Я стояла на краю вазона ни жива, ни мертва. До меня медленно, но верно доходило, что обсуждали меня. Слышите грохот? Это рушатся мои мечты и надежды, погребая под собой все мои иллюзии. От шока мои ноги подкосились и я начала падать с вазона. Прямо на пышные кусты роз, любовно взращенные мачехой. С криком подстреленной гусыни я летела на длинные острые шипы.
Лошадь у соседнего дерева, испугавшись моих резких движений, дернулась и громко заржала. Граф Пинский, услышав странные звуки, выглянул в окно, но к счастью, не посмотрел вниз за подоконник, а только увидел забеспокоившуюся скотинку и, не заметив ничего подозрительного, тут же отошел от окна. По сути меня спасло то, что на улице было уже темно и свет от окна не попадал на ту часть клумбы, куда упала я.
Стараясь не стонать от боли в ушибленной пятой точке, которая была еще и продырявлена, как дуршлаг острыми шипами нежнейших цветочков, я скатилась с кустов на четвереньки и начала потихоньку отползать в сторонку от окна. Сместившись на достаточно безопасное расстояние, я, держась за стену и кряхтя, поднялась на ноги и неторопливо двинулась в сторону папенькиных покоев. Мне нужно было поговорить с отцом. Срочно!
Глава 2
Александра
На самом деле я, конечно, лукавила, когда говорила сестре, что никому она не нужна. В отличие от меня, вокруг Виленки всегда крутилось множество ухажеров в надежде получить хотя бы капельку ее внимания. Хрупкая, нежная блондинка с огромными оленьими глазами на личике в виде сердечка, у мужчин она всегда вызывала желание заботиться о ней, оберегать и поддерживать. А я…

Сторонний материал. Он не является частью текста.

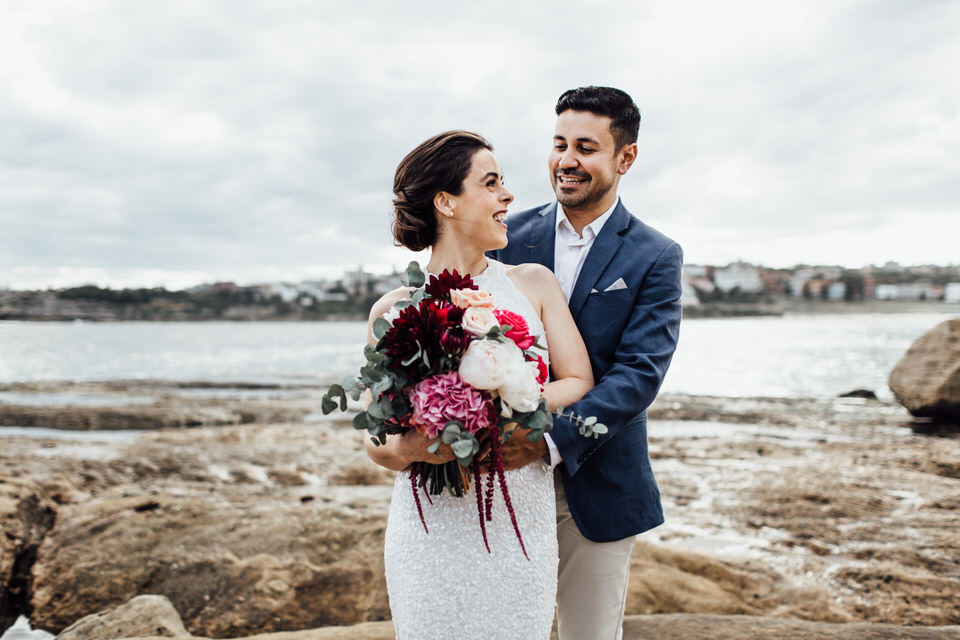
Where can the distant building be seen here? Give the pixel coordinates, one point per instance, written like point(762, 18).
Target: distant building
point(836, 291)
point(740, 276)
point(907, 291)
point(951, 292)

И вовсе я даже не толстая, всего лишь слегка упитанная. Ну подумаешь, лишние килограммы! Всего-то пара-тройка… десятков. Мы вообще с Виленкой были друг на друга совсем не похожи.
Говорят, я больше взяла от своей матери. Длинные черные гладкие волосы совсем не походили на волнистые пушистые и светлые локоны сестры. Глаза… ну может быть, они и были не меньше Виленкиных, но, честно говоря, разглядеть их за моими пухлыми щечками было непросто. Изящные пальцы сестрицы даже близко не походили на мои “сардельки”.
Вообще странно, я видела мамины портреты и она совсем не была толстой или хотя бы даже слегка упитанной, в отличие от меня. Хотя многие черты лица действительно напоминали мои.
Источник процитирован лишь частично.